1.本処理場で記録された42種のうち14種がカ柱を形成して記録された.カ柱は種構成の上から3タイプあった.汚水処理水系周辺のセスジユスリカ―B. longifurca型,アクアパークのチビクロユスリカ型,場外河川のキョウトナガレユスリカ― C. bicincfus型の3型である.
2.ユスリカはそれぞれ種に特有の形状のカ柱を形成した.C. bicinctusによる飛鳥型,チビクロユスリカやヤモンユスリカは人の頭上で竜巻のような旋回の動きを示した.キョウトナガレユスリカは川面に煙幕のようなカ柱を形成した.セスジユスリカは開けた空間で少数個体の時はお手玉型,放流口の出口ではいつも円盤が回転するような水平面の激しい円運動をした.しかし群飛行動のピークには大群が一面に広がりフェンスの表面・丈の低い植物の直上でマーカー型を形成した.
3.アクアパークのカ柱の80%はチビクロユスリカに優占され通年形成された.しかし,気温12℃以下では低温抑制によって現われなかった.性比の通年の平均値は,チビクロユスリカ20.9,ヤモンユスリカ21.9,C. sylvestris19.0であった.1本のカ柱が単一種で構成されるものはなく,ある種を優占種(80%以上)とする2~4種の混合が多かったが,寡占種集団もあった.

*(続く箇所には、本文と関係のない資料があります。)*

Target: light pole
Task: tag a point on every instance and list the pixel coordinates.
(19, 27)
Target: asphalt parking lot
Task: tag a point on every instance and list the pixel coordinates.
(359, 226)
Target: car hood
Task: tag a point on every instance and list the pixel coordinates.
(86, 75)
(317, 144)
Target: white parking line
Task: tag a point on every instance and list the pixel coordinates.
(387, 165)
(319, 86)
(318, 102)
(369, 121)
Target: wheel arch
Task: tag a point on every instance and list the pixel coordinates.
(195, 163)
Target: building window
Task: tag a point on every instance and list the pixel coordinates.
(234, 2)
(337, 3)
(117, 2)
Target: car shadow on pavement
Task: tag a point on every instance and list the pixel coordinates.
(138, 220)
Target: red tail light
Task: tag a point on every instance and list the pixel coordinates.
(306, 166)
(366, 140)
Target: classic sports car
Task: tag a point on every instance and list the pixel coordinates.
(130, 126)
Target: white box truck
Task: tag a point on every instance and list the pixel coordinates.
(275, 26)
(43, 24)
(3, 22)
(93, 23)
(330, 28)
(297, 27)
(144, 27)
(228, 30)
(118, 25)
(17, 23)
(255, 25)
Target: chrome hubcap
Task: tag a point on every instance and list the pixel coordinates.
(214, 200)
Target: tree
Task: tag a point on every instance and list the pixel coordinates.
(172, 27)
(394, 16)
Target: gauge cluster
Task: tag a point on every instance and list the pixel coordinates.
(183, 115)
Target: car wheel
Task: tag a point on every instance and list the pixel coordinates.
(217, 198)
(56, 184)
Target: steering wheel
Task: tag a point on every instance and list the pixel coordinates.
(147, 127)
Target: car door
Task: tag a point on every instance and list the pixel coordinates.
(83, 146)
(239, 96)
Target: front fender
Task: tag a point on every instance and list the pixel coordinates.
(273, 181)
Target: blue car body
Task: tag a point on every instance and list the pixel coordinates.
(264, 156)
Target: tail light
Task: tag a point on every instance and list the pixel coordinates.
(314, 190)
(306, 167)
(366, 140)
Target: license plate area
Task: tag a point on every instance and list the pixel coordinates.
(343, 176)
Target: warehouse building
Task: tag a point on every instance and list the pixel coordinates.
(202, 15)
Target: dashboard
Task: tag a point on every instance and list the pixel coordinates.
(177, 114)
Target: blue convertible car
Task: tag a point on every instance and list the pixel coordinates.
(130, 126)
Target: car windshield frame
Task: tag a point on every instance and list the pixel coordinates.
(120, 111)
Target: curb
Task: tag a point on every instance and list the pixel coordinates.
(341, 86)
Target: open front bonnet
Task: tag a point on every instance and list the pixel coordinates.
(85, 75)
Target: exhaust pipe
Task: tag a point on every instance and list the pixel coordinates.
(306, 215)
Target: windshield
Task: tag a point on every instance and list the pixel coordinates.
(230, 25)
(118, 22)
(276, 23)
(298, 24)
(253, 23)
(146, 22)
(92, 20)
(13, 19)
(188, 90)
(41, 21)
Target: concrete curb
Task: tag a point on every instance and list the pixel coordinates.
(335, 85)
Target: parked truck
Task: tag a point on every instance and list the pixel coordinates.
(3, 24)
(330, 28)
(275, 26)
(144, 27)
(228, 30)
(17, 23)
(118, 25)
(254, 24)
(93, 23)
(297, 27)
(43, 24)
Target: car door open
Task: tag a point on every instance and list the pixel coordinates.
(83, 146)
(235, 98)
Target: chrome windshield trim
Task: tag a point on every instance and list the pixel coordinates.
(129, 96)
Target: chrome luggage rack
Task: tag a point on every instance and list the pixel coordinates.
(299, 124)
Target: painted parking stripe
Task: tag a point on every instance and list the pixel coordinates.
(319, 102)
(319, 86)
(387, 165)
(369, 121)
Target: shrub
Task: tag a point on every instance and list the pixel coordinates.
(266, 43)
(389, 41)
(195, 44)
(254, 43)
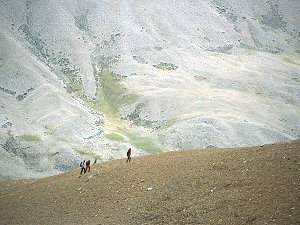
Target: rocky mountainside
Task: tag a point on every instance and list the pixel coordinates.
(258, 185)
(89, 79)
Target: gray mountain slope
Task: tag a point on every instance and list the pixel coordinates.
(89, 79)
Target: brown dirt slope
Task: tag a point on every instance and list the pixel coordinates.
(257, 185)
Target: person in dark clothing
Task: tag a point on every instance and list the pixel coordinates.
(87, 166)
(82, 166)
(128, 155)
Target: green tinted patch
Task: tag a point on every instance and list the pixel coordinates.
(166, 66)
(290, 61)
(28, 137)
(115, 137)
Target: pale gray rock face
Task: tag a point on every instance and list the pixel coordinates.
(89, 79)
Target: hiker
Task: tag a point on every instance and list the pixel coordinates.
(87, 166)
(128, 155)
(82, 166)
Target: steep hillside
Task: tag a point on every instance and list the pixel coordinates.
(258, 185)
(93, 78)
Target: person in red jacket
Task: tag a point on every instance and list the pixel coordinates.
(128, 155)
(87, 164)
(82, 166)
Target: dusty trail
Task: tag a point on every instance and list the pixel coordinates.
(257, 185)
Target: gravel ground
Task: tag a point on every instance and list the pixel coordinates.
(258, 185)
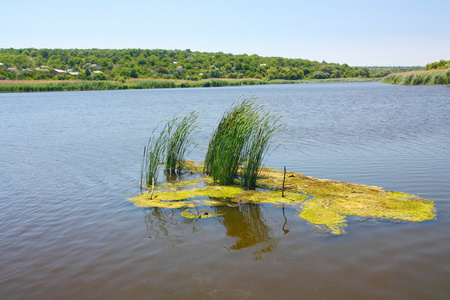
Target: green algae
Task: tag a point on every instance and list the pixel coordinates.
(189, 214)
(323, 203)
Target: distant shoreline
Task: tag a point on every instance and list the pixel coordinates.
(24, 86)
(422, 77)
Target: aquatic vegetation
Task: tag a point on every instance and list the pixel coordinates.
(239, 143)
(430, 77)
(323, 203)
(170, 145)
(180, 132)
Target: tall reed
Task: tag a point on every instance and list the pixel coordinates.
(153, 156)
(180, 132)
(169, 146)
(268, 126)
(240, 143)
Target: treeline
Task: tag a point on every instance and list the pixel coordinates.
(121, 64)
(78, 85)
(442, 64)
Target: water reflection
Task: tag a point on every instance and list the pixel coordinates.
(245, 224)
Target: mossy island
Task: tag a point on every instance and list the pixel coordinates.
(232, 175)
(324, 203)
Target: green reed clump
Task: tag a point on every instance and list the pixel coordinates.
(153, 156)
(180, 133)
(240, 143)
(429, 78)
(169, 146)
(268, 126)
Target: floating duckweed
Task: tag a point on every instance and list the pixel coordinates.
(324, 203)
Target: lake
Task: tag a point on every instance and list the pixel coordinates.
(69, 160)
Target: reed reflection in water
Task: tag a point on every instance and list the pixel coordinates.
(245, 225)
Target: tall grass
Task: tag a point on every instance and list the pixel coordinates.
(419, 78)
(239, 143)
(169, 146)
(267, 127)
(153, 156)
(180, 133)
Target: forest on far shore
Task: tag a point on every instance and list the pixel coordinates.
(121, 64)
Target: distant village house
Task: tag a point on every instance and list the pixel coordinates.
(58, 72)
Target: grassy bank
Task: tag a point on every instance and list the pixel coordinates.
(431, 77)
(11, 86)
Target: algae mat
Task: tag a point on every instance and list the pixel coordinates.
(324, 203)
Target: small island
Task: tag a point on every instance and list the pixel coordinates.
(232, 175)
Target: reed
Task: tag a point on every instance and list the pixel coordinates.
(432, 77)
(260, 141)
(239, 144)
(170, 145)
(180, 132)
(153, 156)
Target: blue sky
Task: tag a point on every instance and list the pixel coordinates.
(357, 32)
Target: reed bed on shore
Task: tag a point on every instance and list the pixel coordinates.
(10, 86)
(434, 77)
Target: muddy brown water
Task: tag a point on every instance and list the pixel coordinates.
(68, 160)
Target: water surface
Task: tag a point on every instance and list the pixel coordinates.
(68, 160)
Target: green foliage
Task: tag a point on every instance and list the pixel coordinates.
(240, 143)
(428, 78)
(442, 64)
(170, 145)
(156, 63)
(180, 133)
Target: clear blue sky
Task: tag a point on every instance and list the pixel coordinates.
(357, 32)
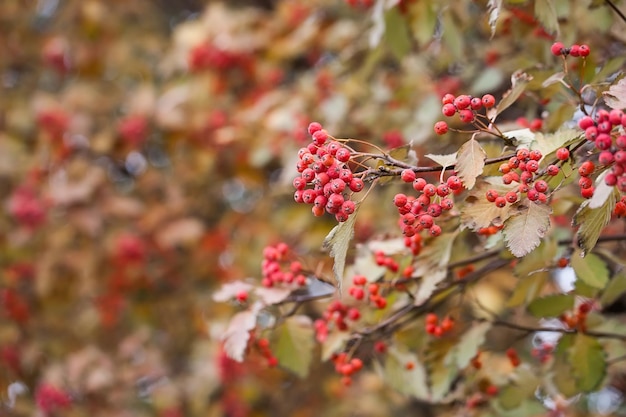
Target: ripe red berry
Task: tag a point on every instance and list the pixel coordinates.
(441, 128)
(557, 49)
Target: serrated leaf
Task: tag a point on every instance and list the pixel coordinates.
(334, 343)
(443, 160)
(590, 269)
(615, 289)
(523, 386)
(524, 230)
(493, 8)
(519, 81)
(479, 212)
(438, 361)
(230, 290)
(551, 305)
(528, 289)
(397, 33)
(294, 344)
(237, 333)
(545, 13)
(588, 361)
(406, 381)
(615, 97)
(470, 162)
(593, 220)
(338, 242)
(470, 343)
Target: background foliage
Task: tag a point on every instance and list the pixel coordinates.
(147, 151)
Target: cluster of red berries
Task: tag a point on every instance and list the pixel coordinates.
(558, 49)
(419, 213)
(335, 316)
(578, 319)
(467, 107)
(599, 129)
(276, 269)
(264, 347)
(511, 353)
(323, 166)
(346, 366)
(620, 207)
(436, 327)
(361, 287)
(522, 168)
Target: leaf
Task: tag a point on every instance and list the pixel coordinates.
(593, 220)
(338, 242)
(479, 212)
(237, 333)
(294, 344)
(519, 81)
(523, 231)
(397, 33)
(551, 305)
(494, 7)
(523, 386)
(470, 162)
(553, 79)
(406, 381)
(443, 160)
(470, 343)
(545, 13)
(615, 289)
(588, 362)
(615, 97)
(590, 269)
(230, 290)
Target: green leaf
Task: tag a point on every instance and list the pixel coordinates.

4.放流口に多かったのは,セスジユスリカ・B. longifurca・キョウトナガレユスリカ・C. bicinctus・E. coerulescensであった.最後の3種は放流先の高橋川由来の種と考えられた.気温約10℃以下では見受けられなかった.性比は,セスジユスリカで8,8,B. longifurcaで17.3であった.
5.放流口付近で形成されるカ柱は,構成種によって,それぞれが種特有の形状と位置を示し空間的すみわけがあった.放流口の直前水路上に円盤型のカ柱が垂直方向に3層見られた.最下層にB. longifurca,中間にセスジユスリカ,最上層にキョウトナガレユスリカが形成された.日没前後の群飛行動の最盛期には,セスジユスリカの大群は放流口全体から上流・下流にまで広がり,フェンス全面を覆い,丈の低い植物の頂上にもマーカー型のカ柱を作った.これらの植物上にはE. coerulescensの小さなカ柱も散見された.ほぼ同時刻頃,土手の上にはC. bicinctusの壮大な飛鳥型のカ柱が現われた.
6.セスジユスリカの群飛行動には顕著な日周期性が見られた.5月の時点においては,日の出を挟んだ約2時間と日没前約2時間にピークを持つ2峰型を示し,日没時のピークが高かった.